As he made for the doors, Raythe glanced at Vidar. The Norgan’s attention was entirely on Varahana, watching her with aching eyes. He’s in love. He’d seen the signs, and heard how in the midst of the battle, the bearskin and the priestess had kissed. When Varahana looked back at Vidar, he knew it was mutual.
Something else we’ll have to work out, Raythe worried, as he headed for the bridge.
Cal Foaley, the senior hunter, joined him on the road down. ‘Looks like the Tangato are keeping their side of the deal, Raythe. They’re recovering bodies but keeping clear of us, for now, at least.’
That was a major concession, as there were many Tangato bodies in the city. Raythe took it as a sign that Shiazar was in control of her people.
‘Keep your eyes open. I trust Shiazar, but some might hold a grudge.’
Foaley raised a thumb. ‘Already on it, Chief . . . or “Rangatira”, if you prefer?’
Raythe snorted humourlessly as they parted, but he was immediately intercepted by Kemara Solus, their healer and mizra-sorceress. ‘Lord Vyre,’ she greeted him ironically, as she fell into step.
‘Thanks for speaking up,’ he replied. ‘It’s appreciated.’
‘It’s the most I could do,’ she answered drily.

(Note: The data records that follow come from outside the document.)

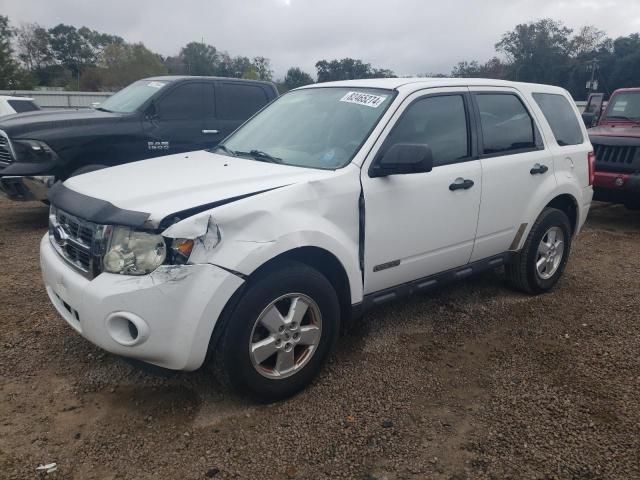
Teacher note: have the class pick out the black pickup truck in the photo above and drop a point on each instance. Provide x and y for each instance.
(151, 117)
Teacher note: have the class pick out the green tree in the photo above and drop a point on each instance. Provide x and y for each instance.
(32, 42)
(199, 58)
(122, 64)
(77, 49)
(296, 78)
(262, 67)
(537, 51)
(10, 74)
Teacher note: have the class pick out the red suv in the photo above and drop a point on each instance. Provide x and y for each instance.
(616, 142)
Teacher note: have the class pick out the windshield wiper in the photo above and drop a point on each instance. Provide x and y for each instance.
(260, 155)
(225, 150)
(622, 117)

Up close, she looked terrible. She was naturally pale, like most redheads, but today she looked completely wrung out, her eyes bloodshot and her lips cracked. Her thick hair was matted and dirty and she was covered in bruises, cuts and grazes. Yesterday she’d lost more than most: she’d freed her mizra familiar, banishing that dark spirit. She was, right now, a sorceress without magic.
Back in the empire, mizra-witches like her were burned, and even out here, they hadn’t dared let anyone else know what she was. But she and Raythe shared a sorcerous meld. That was a rare occurrence, even between praxis-sorcerers – and unprecedented between the different strands of magic. They’d overcome much by working together. He feared what she was, but he needed her.
‘We’ll get you a new familiar,’ he said quietly. ‘I mean it. Our meld has saved our lives, and many times over.’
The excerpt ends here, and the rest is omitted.